Molto dipenderà anche da come verrà distribuito il valore lungo la filiera: se i benefici si fermeranno ai grandi conglomerati, o se coinvolgeranno davvero piccoli produttori e comunità rurali.

Un Paese, una pianta e il futuro dell’aviazione

La scommessa indonesiana sul jet fuel da olio di palma ha qualcosa di profondamente emblematico. È come se il Paese stesse provando a riscrivere la storia di una pianta che, finora, è stata sinonimo di deforestazione e monocoltura, trasformandola in uno strumento — imperfetto, certo, ma concreto — per ridurre le emissioni dell’industria che più di tutte incarna l’idea di globalizzazione: l’aviazione.

Se il progetto funzionerà, l’Indonesia potrà dire di aver usato la propria realtà — non quella ideale dei manuali — per rispondere a una sfida planetaria.
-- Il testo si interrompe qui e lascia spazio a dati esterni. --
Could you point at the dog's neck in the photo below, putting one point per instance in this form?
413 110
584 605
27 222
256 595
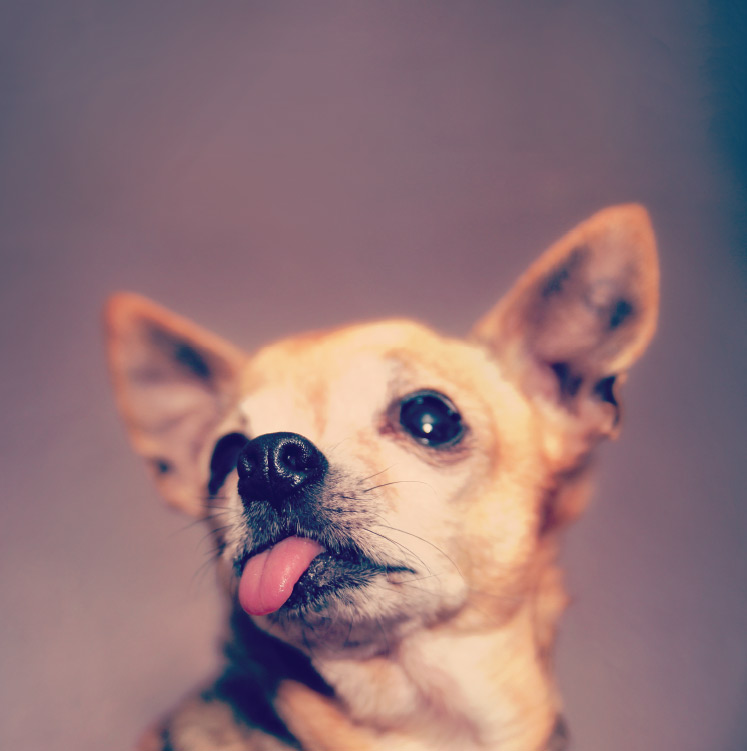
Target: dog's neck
482 689
458 684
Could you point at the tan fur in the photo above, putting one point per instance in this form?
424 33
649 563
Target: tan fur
460 657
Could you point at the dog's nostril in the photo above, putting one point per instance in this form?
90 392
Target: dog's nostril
292 457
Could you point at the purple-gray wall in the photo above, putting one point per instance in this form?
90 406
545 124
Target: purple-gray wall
270 167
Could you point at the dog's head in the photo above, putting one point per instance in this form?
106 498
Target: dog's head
378 478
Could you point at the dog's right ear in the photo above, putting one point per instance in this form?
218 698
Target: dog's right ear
174 382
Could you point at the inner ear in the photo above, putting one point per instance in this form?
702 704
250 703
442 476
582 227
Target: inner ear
174 382
580 316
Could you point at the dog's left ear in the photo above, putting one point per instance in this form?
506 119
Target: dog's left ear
174 382
575 322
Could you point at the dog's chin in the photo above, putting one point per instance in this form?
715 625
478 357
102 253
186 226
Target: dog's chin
332 582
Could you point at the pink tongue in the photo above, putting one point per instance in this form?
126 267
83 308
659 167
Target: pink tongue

Se invece fallirà, rischierà di essere ricordata come il Paese che ha provato a chiamare “sostenibile” ciò che il mondo non era pronto ad accettare come tale.

In ogni caso, una cosa è già chiara:
il futuro dei cieli non si deciderà solo negli hangar e negli uffici delle compagnie aeree, ma nei campi, nelle raffinerie, nei laboratori dove si sperimenta come trasformare biomasse e molecole in qualcosa che possa far volare il mondo con un peso minore sul clima.

L’Indonesia, nel bene e nel male, ha scelto di stare lì, nel mezzo di questa trasformazione. Con una pianta antica, un’industria moderna e una domanda che non farà sconti: quanto siamo davvero disposti a cambiare per continuare a volare?